Llama la atención la cantidad de mujeres que, tras convertirse en madres, echan de menos ser las de antes. Salir con amigos, volver a formar parte activa de la esfera profesional, recobrar ese atisbo de despreocupación característico de las mujeres sin hijos, recuperar la figura… vuelven a ser metas que la sociedad supone alcanzables e incluso esperables.
Cuando decidimos convertirnos en madres nadie nos advierte: no solo cambia el cuerpo, sino que hay algo en lo más profundo de nuestra mente que varía para siempre, queramos o no. Es esa profunda sensibilidad hacia el ser que ha nacido y que muchas veces, si no cedemos a ella, se torna extraña e insoportable. Es la poderosa necesidad de silencio, recogimiento, protección, de ser cobijo, calor y alimento para nuestros hijos que nos devuelve al estado más salvaje al que jamás se ha acercado el Ser Humano. Dejamos atrás una vida anterior, fuese cual fuese, que jamás recuperaremos. Nos perdemos entre los llantos de nuestros bebés recién nacidos, los pañales y la desorientación que nos provocan nuestro estado de ánimo y muchas veces, demasiadas, la incomprensión de nuestro entorno.
Nos sorprendemos a nosotras mismas añorando una etapa que ya se cerró.

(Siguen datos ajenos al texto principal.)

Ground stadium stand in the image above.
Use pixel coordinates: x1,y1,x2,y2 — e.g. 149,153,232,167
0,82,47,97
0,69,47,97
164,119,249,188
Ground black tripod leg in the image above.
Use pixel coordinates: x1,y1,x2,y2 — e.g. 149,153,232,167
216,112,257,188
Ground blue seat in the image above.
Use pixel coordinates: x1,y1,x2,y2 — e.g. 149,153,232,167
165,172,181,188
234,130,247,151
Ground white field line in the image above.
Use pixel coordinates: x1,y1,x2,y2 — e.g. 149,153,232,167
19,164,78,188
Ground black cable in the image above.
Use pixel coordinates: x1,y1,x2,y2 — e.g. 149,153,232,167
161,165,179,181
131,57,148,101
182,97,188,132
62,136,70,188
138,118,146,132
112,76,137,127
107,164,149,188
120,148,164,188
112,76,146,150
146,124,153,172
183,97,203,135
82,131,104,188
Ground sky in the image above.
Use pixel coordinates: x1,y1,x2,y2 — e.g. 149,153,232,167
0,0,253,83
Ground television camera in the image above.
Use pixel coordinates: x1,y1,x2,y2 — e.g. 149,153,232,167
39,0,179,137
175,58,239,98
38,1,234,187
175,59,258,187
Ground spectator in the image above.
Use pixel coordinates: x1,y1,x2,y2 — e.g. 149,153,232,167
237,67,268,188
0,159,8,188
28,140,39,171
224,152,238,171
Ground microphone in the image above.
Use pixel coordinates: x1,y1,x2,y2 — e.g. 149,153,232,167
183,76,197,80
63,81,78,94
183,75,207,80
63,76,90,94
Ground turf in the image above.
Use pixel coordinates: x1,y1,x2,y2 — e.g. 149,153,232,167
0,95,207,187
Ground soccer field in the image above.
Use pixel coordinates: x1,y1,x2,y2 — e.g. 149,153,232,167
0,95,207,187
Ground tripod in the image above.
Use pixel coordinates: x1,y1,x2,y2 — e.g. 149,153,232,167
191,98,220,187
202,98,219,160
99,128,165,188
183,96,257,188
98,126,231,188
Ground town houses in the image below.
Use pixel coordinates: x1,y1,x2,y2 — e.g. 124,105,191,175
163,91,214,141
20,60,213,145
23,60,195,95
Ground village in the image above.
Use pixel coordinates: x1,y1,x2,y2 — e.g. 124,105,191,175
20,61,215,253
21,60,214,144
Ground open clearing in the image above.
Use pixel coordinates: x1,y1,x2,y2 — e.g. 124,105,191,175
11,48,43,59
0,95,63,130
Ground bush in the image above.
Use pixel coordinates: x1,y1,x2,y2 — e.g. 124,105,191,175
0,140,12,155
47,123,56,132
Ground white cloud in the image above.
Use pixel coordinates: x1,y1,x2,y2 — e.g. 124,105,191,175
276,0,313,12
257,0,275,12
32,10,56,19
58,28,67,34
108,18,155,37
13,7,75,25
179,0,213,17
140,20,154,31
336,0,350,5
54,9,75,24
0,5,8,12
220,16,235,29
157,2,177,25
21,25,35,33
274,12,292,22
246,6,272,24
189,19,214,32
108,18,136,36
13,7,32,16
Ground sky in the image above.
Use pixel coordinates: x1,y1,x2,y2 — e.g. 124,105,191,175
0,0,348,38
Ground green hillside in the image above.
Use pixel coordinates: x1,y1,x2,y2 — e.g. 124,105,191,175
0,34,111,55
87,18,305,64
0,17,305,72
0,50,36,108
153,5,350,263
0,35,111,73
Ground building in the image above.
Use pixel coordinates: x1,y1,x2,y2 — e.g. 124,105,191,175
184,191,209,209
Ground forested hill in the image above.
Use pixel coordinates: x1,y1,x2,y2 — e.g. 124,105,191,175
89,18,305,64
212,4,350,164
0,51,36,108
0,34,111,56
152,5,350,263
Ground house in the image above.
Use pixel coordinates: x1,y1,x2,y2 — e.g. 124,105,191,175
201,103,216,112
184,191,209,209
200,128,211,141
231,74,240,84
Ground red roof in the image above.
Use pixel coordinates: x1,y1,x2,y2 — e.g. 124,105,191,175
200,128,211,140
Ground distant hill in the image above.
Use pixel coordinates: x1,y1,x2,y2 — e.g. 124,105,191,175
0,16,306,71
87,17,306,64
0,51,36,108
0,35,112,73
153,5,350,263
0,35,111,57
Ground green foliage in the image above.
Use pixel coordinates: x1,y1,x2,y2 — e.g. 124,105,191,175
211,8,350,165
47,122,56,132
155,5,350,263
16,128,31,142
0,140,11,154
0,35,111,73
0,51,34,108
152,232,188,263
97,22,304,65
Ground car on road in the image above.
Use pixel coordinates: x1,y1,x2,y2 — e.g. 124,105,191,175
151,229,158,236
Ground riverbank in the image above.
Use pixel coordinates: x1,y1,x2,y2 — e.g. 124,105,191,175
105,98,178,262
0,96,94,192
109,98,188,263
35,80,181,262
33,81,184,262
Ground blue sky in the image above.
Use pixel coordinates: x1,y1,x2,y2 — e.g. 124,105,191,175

Y es que el cambio por lo general aterra, más cuando la tendencia es a una falta de información que conlleva a la idealización del embarazo, el parto y la maternidad. Pensar que en todo momento nos sentiremos absolutamente plenas y capaces es un arma de doble filo y crear expectativas irracionales con respecto a nuestro nuevo rol es peligroso. Nuestros hijos necesitan de unas madres que responden, lo de menos es que acierten a la primera o no. Nuestros cuerpos se han tornado Catedrales que cumplen una función tan bella como primigenia. Nuestras mentes están en sintonía con las del resto de mujeres madres habidas y por haber a lo largo del Globo. Hemos de abandonarnos a la realidad del cambio y no pelear contra él, sino sentirlo como parte de nuestra evolución natural, de nuestro crecimiento como personas.